One of the things I LOVE about the internet is the ability to discover people with big thoughts and lovely gifts. Rachel Jeffcoat is one of those big thinking, gifted till the cows come home (and even then some) individuals. I look forward to every update she makes on Make A Long Story Short. I wish I could use words the way she does and yeah, she is British and yeah, she went to Oxford. So basically her life is my unattainable dream. The crux is that I like her so much, I can't even hate her for her awesomeness. A few weeks ago, I wrote this piece for girls before they go out into the big wide world of dating. Rachel responded with a lovely essay for the boys in her life. It is an inspiring piece of writing and I am only mildly mad that I didn't write it myself. Read it below and then go swim through her site to discover all the whimsy and insight that good girl has to offer.

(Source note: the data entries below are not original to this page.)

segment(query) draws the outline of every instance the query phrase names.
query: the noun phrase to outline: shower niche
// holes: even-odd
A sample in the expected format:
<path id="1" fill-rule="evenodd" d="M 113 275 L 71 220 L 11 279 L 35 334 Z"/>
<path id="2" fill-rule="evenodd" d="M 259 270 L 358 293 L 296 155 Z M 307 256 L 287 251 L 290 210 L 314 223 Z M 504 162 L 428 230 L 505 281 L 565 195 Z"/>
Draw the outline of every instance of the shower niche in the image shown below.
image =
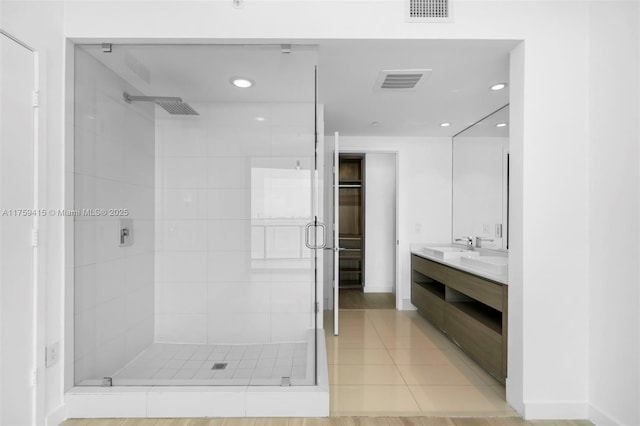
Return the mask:
<path id="1" fill-rule="evenodd" d="M 76 47 L 74 205 L 104 212 L 73 218 L 76 386 L 317 384 L 316 63 Z"/>

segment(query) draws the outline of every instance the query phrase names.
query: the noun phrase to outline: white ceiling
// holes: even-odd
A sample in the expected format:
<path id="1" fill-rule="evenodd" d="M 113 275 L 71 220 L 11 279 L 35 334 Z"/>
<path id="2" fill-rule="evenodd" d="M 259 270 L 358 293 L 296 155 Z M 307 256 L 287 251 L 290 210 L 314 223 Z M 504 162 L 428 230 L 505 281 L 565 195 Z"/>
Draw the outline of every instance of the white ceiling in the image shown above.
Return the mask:
<path id="1" fill-rule="evenodd" d="M 452 136 L 509 102 L 513 41 L 331 40 L 279 45 L 83 46 L 145 95 L 199 102 L 311 102 L 314 66 L 325 134 Z M 374 90 L 381 70 L 431 69 L 415 91 Z M 255 81 L 237 89 L 232 76 Z M 197 108 L 196 108 L 197 109 Z M 451 122 L 447 128 L 441 122 Z M 379 122 L 372 126 L 372 122 Z M 504 129 L 502 133 L 504 132 Z"/>
<path id="2" fill-rule="evenodd" d="M 325 133 L 452 136 L 509 102 L 511 41 L 375 40 L 320 46 Z M 431 69 L 416 91 L 373 90 L 381 70 Z M 378 126 L 371 126 L 377 121 Z M 447 128 L 440 123 L 450 122 Z"/>

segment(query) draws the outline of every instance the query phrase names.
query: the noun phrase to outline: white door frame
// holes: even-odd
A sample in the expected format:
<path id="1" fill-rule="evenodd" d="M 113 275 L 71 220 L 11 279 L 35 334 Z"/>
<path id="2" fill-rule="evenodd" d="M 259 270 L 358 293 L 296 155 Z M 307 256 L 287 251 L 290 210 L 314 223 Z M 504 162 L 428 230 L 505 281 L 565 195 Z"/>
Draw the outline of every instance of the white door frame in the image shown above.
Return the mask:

My friend Megan Conley was in a library the other week, and overheard a horrific conversation between a couple on a first date. Well. We’ve all had our share of cringe-worthy first dates, of course (unless you’re me, in which case you’ve had your share of no dates at all). But this one, oh, this one got under my skin.
Meg wrote a beautiful response for the girl she wanted to take aside, which I hope you’ll read. But I am raising boys. With Meg’s kind permission, I’ve written this for them.
My dear, lovely boys,
I don’t know when you’ll be reading this. Perhaps you already keep to your room most of the time and roll your eyes when you talk to me, because I’m the most uncool person you know. (Just as an aside, right now you think I’m the best thing since chips and ketchup, so there. (Extra aside: am I better at being an adult, now? I hope so.))

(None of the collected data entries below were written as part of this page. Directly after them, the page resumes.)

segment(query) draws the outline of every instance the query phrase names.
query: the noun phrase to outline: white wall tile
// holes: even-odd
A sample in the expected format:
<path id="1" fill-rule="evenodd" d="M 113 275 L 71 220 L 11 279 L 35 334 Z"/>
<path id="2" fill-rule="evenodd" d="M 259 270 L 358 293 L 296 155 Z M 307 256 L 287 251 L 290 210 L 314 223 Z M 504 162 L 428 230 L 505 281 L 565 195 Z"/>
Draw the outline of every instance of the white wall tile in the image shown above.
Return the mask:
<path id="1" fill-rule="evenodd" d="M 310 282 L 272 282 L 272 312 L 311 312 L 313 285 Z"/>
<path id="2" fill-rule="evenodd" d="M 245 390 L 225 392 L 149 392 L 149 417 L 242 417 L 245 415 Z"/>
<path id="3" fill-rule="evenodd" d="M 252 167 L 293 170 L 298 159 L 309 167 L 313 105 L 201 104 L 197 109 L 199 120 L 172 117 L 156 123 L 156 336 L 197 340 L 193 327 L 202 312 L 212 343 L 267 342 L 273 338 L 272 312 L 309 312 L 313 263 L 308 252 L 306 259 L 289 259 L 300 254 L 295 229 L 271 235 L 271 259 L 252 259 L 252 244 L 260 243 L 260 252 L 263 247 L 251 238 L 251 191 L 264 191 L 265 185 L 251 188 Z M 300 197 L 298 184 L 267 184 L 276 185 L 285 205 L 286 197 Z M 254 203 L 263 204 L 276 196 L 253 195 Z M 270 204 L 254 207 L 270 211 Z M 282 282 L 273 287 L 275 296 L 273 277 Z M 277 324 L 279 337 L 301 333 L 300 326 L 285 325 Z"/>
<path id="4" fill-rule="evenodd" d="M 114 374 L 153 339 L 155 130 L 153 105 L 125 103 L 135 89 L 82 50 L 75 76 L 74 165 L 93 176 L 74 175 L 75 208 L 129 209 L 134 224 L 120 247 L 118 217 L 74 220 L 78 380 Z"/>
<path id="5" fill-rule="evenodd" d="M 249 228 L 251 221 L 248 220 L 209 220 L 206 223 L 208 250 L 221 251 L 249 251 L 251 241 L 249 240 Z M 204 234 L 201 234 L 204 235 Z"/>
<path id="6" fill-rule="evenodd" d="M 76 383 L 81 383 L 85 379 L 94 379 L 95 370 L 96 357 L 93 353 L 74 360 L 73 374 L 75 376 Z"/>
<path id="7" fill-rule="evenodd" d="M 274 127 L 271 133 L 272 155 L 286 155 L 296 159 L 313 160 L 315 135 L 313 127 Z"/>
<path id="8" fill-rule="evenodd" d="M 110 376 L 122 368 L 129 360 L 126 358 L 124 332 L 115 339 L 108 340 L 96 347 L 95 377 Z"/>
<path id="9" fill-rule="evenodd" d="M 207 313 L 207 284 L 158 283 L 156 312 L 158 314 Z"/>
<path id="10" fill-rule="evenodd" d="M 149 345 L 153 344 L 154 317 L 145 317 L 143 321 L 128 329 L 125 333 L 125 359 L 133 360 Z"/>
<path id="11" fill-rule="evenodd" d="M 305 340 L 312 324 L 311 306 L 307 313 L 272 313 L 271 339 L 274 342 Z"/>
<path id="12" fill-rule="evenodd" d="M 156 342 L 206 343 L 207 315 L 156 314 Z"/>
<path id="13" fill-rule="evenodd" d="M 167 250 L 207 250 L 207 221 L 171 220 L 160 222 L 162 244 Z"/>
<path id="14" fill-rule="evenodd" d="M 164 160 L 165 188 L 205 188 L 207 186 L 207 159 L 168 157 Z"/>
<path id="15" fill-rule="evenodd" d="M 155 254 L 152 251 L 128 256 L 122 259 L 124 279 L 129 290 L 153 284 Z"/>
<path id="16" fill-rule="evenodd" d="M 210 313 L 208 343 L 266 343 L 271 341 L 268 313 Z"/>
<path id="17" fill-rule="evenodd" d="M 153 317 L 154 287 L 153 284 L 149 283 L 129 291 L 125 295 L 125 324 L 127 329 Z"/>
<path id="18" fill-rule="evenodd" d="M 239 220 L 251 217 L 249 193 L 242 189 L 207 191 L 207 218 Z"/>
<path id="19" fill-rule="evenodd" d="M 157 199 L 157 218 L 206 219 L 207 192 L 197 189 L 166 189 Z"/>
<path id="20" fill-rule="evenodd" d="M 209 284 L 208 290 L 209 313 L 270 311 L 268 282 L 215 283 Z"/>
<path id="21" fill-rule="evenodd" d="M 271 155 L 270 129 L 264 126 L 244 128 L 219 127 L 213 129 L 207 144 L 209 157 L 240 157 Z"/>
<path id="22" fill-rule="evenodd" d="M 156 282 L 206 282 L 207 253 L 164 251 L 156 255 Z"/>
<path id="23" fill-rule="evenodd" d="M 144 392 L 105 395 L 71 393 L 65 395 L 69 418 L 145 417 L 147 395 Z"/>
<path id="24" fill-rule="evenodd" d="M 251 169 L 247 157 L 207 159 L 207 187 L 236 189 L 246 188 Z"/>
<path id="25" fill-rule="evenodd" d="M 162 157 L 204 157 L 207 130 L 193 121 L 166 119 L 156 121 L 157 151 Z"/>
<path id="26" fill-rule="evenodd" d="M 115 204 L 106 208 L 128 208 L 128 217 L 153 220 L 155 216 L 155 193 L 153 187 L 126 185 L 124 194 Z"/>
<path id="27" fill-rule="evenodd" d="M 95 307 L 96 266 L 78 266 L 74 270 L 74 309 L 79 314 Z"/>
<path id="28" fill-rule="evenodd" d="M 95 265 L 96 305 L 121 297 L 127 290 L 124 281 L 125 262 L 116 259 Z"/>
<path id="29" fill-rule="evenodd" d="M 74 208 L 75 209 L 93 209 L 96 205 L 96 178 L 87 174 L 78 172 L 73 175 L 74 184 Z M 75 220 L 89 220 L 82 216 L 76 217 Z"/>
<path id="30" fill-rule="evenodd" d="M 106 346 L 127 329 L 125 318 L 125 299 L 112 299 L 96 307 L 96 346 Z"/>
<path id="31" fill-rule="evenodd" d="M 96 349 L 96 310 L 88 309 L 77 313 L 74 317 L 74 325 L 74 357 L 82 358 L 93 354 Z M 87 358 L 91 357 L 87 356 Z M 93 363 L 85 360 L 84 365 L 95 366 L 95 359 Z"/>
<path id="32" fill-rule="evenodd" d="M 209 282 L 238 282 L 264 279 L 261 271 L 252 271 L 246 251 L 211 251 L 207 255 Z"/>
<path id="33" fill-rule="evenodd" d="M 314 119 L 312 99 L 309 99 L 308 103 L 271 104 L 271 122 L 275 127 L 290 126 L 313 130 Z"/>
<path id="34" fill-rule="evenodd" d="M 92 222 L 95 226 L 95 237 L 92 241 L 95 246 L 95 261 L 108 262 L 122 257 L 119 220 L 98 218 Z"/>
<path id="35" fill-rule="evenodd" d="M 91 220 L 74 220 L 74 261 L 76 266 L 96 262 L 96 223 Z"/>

I’m willing to bet, though, that you’re already interested in girls. And that’s good. Because girls are what I want to talk to you about. You hear a lot about dating at the moment, I’m sure. A lot of it is good, sound advice. We’ll have talked about all this already, in person, so I don’t need to say anything here.
Here’s what I do want to say: if I catch you treating that girl like a princess, I will break your kneecaps.
I am so tired of all this girl-as-a-princess talk. Do you know what princesses do, in stories? They are kidnapped. They sit in towers guarded by fire-breathing dragons. They are the prizes in competitions of strength and manliness. They are the victims of spell-casters twirling their moustaches, and lie in enchanted sleep or as sad little swans on the river until they are rescued. And rescued they have to be, almost always, by the handsome prince on his white horse.
Oh, that prince. He is dashing. He is determined. He chops down the forest of thorns and defeats the evil witch even when all hope is lost. He works out the problem to be solved and doesn’t stop searching and trying and thinking until the princess has been found and there’s a happily ever after. Oh, I know there are princesses who think for themselves. There are exceptions to every rule. But for every Mulan there is an Aurora, and for every Belle with her library book there’s a Cinderella waiting for the ball, in fact twelve Cinderellas, a hundred Cinderellas – a princess at the top of every tower you can think of, and all of them waiting for you.
My dear boys, this is utter, utter pigswill. The girls you meet are not sitting in suspended animation, waiting for your manly shoulder to cry on, your voice to explain everything and make it alright. The girl you fall in love with has opinions, loves, passions, tragedies, strengths and weaknesses all of her own. She was born an endlessly complex, endlessly marvellous creature, and has spent her life thus far remembering and discovering who she is. She has spent her life in a world where too many stories told her that she had to stay put and look pretty, that all her value lay in what a man thought of her, wanted from her, was willing to do for her. I hope she is fighting against it. I hope she has come out spitting.
It’s not much fun for you either, this handsome prince lark. Of course it’s nice to be needed, but the pressure to always be the strong one, always chopping down that damned forest to get to her, can be suffocating. At best, you feel an added pressure to always be in control of yourself, to never show weakness or emotion, and to carry the weight of you both even when you’re sinking. At worst, you begin to assume that only you know the answers to the questions that bother you both. You make the decisions, you tell her what to think, you explain things, endlessly. It’s disrespectful to both of you, that sort of thing. It leads nowhere good.
This is what I want you to say, when you find a girl that makes you feel like the best version of yourself: to hell with the stories. Do you hear me? To hell with them. Neither of you have to be anything you’re not. Both of you are endlessly complex, endlessly marvellous creatures, and you’ll spend a lifetime learning each others’ strengths and bolstering your weaknesses. Sometimes you’ll be on the horse, and sometimes you’ll be in the tower. Sometimes you’ll be back-to-back, chopping down the thorns with a sword in each hand. Let her be, in all her wonderful imperfection. Let yourself be, too. It’s alright. Together you’ll leap every obstacle and storm every castle and make something so fine we’ll hardly be able to look at it straight.
Oh, I love you to your bones, my darling boys. So will she. Be worthy of it. Or I really will break your kneecaps.